Regulatory momentum is building on both sides of the Atlantic, with the SEC’s proposed Innovation Exemption and the UK’s wholesale market reforms paving the way for round-the-clock trading and tokenised settlement. Yet while capital efficiency dominates the conversation, TAINA warns that a structural problem lurks beneath. When blue-chip equities trade in tokenised form, identifying and tracking beneficial owners becomes far harder, complicating both capital gains reporting and the correct application of withholding tax on dividends.

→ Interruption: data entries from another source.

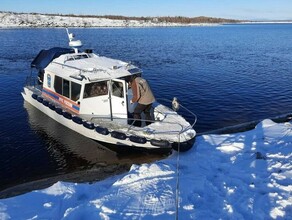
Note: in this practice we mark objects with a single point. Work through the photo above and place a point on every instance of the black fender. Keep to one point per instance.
(67, 115)
(183, 146)
(160, 143)
(137, 139)
(88, 125)
(77, 120)
(34, 96)
(101, 130)
(118, 135)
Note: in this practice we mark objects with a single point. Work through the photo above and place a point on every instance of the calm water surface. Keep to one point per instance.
(226, 75)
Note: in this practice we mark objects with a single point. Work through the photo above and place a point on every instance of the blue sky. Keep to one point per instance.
(238, 9)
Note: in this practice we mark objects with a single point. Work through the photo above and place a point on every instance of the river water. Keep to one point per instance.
(226, 75)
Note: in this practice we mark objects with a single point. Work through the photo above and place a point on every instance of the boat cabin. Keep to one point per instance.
(85, 83)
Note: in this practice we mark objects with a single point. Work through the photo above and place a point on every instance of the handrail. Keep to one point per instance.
(193, 114)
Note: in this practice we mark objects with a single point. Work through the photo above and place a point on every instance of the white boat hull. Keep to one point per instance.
(89, 133)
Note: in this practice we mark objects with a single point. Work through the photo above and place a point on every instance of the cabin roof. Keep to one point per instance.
(90, 67)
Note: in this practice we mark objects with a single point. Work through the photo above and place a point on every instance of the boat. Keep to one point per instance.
(90, 94)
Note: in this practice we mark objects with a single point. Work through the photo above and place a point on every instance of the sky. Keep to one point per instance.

In response, global tax authorities are pushing two major reporting regimes towards convergence. CRS was built for traditional financial accounts, custodians and brokerage relationships, while CARF was designed as a crypto-native framework for decentralised digital asset activity. Tokenised securities sit squarely between the two, blending traditional financial instruments with a digital asset wrapper and effectively erasing the boundary separating the frameworks.
TAINA notes that many CARF onboarding and due diligence requirements closely mirror the updated CRS 2.0 framework, meaning institutions and Crypto Asset Service Providers can no longer run digital and traditional compliance as separate silos. Fragmentation breeds duplication, higher operational cost and inconsistency, making a unified documentation model essential.
The United States adds a further layer of asymmetry. Its domestic Form 1099-DA regime obliges digital asset brokers to capture gross proceeds and cost basis for US taxpayers, but it leaves non-US investors unaddressed. Foreign investment in traditional US equities is covered by well-established withholding and reporting rules under Form 1042-S, yet if a foreign investor holds a tokenised US equity paying a dividend, no clear mechanism exists for reporting or withholding. This gap partly explains the US commitment to CARF despite its absence from CRS, as Washington seeks data on US taxpayers trading digital assets offshore. Early adopters are targeting information exchanges from 2027, with the US expected to follow slightly later, so these challenges are already surfacing in operational models.
TAINA identifies two core operational hurdles: nuanced entity classification across CRS, CARF and US domestic rules, and the shift from account-based to transaction-level reporting for assets that move continuously across platforms and jurisdictions. Its platform automates classification for individuals and complex entities in real time, validates self-certifications including W-8 and W-9 forms, and performs real-time TIN verification, uniting FATCA, CRS, Form 1099-DA and CARF within a single data architecture.